Even more disappointing was the Strangeresque note of dismissive superiority on which the article ended:
The fate of I-100 remains to be seen. In 2002, Harris pushed an initiative to increase funding for homeless shelters to $400 million a year; that initiative was ultimately shelved when the group cut a deal with the city to increase shelter funding. So far, Harris says, organizers have collected "several hundred signatures." That's a long way from the 25,000 they'll need if they want to make a vote on the jail a reality.In the first place, he's sloppy wrong. $400 million is ten times the current annual city spending for homelessness and housing combined. Don't they have editors there? The initiative goal was to add 400 shelter beds. We gained the required signatures and qualified for the ballot on a budget of around $15,000. The deal with the city council added 200 shelter beds and ensured that the Seattle Housing Levy would focus on those at below 30% of median income. And this at a time when the bottom had fallen out of the General Fund and human services were very much on the defensive. We cut a deal from a position of power and poor people won. A little fucking respect, please.
Moreover, the fact that only "a few hundred signatures" have been collected mere days after the City Clerk's approval of a ballot title is hardly evidence of impending failure. More than 300 fired up people attended last week's panel discussion on this issue, and our campaign launch event is still more than two weeks away, on Thursday, February 19th, 7:30-9 am at Town Hall. Had Spangenthal-Lee wanted to be helpful, he might have mentioned this. If this is what progressive activists can expect from the boys at Seattle's premiere alt-newspaper, it's a damn good thing Real Change's circulation keeps growing.
Their photographer Kelly, on the other hand, totally rocked.

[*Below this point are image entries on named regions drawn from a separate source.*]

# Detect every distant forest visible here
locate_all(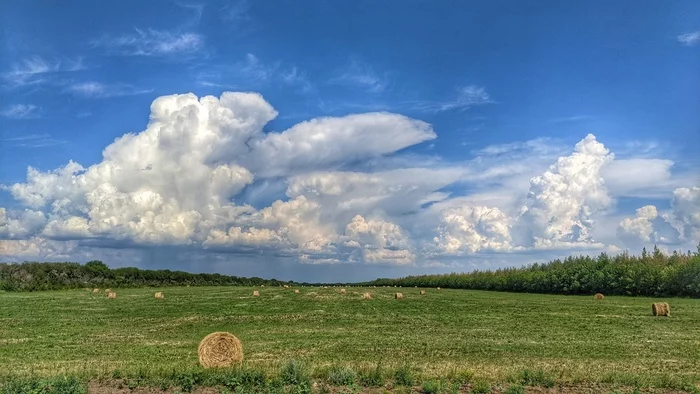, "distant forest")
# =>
[0,245,700,298]
[0,261,288,291]
[366,245,700,298]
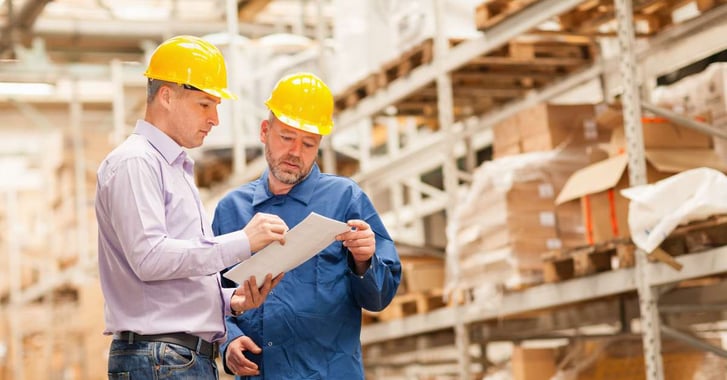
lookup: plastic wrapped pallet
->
[447,149,589,298]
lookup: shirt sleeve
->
[99,157,250,281]
[346,193,401,311]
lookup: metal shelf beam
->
[361,246,727,345]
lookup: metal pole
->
[614,0,664,380]
[111,59,126,146]
[226,0,247,175]
[434,0,471,379]
[314,0,338,173]
[70,78,91,268]
[5,189,25,380]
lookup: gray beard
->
[265,147,310,185]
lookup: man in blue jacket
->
[212,73,401,380]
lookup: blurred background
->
[0,0,727,380]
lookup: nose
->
[207,107,220,127]
[288,139,303,157]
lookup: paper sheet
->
[224,212,351,285]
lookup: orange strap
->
[608,189,618,237]
[582,195,593,244]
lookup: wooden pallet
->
[659,215,727,256]
[543,239,634,283]
[394,37,596,120]
[379,38,434,86]
[559,0,727,35]
[475,0,538,31]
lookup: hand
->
[336,219,376,275]
[242,212,288,252]
[225,336,262,376]
[230,273,283,313]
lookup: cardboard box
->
[518,104,610,152]
[510,346,557,380]
[401,256,444,293]
[555,149,727,244]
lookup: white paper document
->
[224,212,351,286]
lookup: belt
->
[114,331,219,359]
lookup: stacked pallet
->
[475,0,727,36]
[335,36,597,126]
[363,255,447,324]
[0,105,112,379]
[559,0,727,35]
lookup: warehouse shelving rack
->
[332,0,727,380]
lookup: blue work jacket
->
[212,165,401,380]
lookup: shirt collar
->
[134,120,191,165]
[252,163,321,206]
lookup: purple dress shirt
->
[96,120,250,341]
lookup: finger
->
[346,219,370,231]
[240,356,258,371]
[270,273,285,288]
[260,273,273,298]
[245,276,258,306]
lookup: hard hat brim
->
[200,88,238,100]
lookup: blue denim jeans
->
[108,339,219,380]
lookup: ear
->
[260,119,270,144]
[157,85,174,110]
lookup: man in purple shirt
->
[96,36,288,379]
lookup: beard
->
[265,146,312,185]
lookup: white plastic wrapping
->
[621,168,727,252]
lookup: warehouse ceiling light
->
[0,82,55,96]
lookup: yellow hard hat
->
[144,36,237,99]
[265,73,333,136]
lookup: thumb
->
[247,344,263,354]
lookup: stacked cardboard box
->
[448,104,611,288]
[654,62,727,162]
[492,103,611,158]
[450,149,588,288]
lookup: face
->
[164,87,220,148]
[260,117,321,192]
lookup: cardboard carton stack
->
[492,103,611,158]
[450,149,588,288]
[654,62,727,162]
[448,104,610,289]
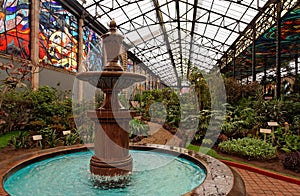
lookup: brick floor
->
[232,167,300,196]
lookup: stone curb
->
[220,160,300,185]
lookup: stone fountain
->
[76,20,145,176]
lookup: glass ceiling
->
[77,0,267,86]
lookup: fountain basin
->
[76,71,146,91]
[0,145,239,195]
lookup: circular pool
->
[4,150,206,196]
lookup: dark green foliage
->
[129,118,149,137]
[0,86,75,134]
[282,151,300,172]
[9,131,32,149]
[275,127,300,153]
[64,132,80,146]
[218,137,277,160]
[134,88,181,127]
[39,127,60,148]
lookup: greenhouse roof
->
[68,0,298,86]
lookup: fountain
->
[0,21,245,196]
[76,20,146,176]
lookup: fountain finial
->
[102,19,124,71]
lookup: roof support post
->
[263,61,267,94]
[175,0,184,78]
[233,48,236,79]
[295,54,299,93]
[77,14,84,101]
[187,0,198,78]
[276,0,282,99]
[153,0,180,86]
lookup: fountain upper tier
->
[76,20,146,91]
[76,71,146,91]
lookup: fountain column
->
[76,20,145,176]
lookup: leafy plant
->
[274,127,300,153]
[39,127,59,148]
[65,132,80,146]
[282,151,300,172]
[129,118,149,137]
[9,131,30,149]
[218,137,277,160]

When I whipped out my three-foot industrial bakers whisk, she was way into it, but took the straight shot just before leaving in case the art director wasn't so fun-loving. The whisk got vetoed, but at least one of them made the website.
The Stranger, and I say this as a friend, ought to loosen up, have more fun, check their facts, and get behind something that matters. They're starting to remind me of my dad.



3 comments:
There's more than one factual error in the description of I-71. Not only did it demand that the city fund 400 shelter beds (not $400 million). But we ran that initiative in 2001, not 2002! It "was shelved", if that's the right term, after we gained ballot access-- 28000 signatures, 19k of which were validated-- with an intensive, 2 month campaign on a shoestring budget.
Jonah was wrong to invoke that campaign as if it signaled a mixed record. The I-100 campaign has begun with more time to gather signatures, more campaign experience, a larger RC staff, and a much larger show of force than anything I-71 had.
The fact that he didn't mention the massive show of interest in I-100 and show of support on display at Seattle U isn't surprising. In all likelihood, the Stranger didn't even send an intern to cover that meeting. The fact that they didn't even mention it, though, is poor reporting. And they failed to even note the upcoming campaign kickoff for the initiative!
Hopefully at some point they can see that this is not a simple NIMBY issue.
As an aside, a few years ago when I was a freelancer I pitched a story to the Seattle Weekly about King County's use of a jail in Yakima to save money, and how rural counties in Washington were profiting from the War on Drugs in cities through the growth of the prison industry. When the Weekly rejected the story outright, I pitched the Stranger. They didn't want it as a feature, as I had imagined, but as a news piece. And they said I'd have to reframe the issue around Jim Compton (then chair of the City Council's committee on policing). I chose to not write the story at all, since I was more interested in writing about people than policy, and the discussion of race and class would be buried with that approach.
Tim,
Do you have any good photos of the forum? Anything you'd care to share? We're running a more fiery article in Housing Washington and no one from our crew remembered to take pics. Thanks.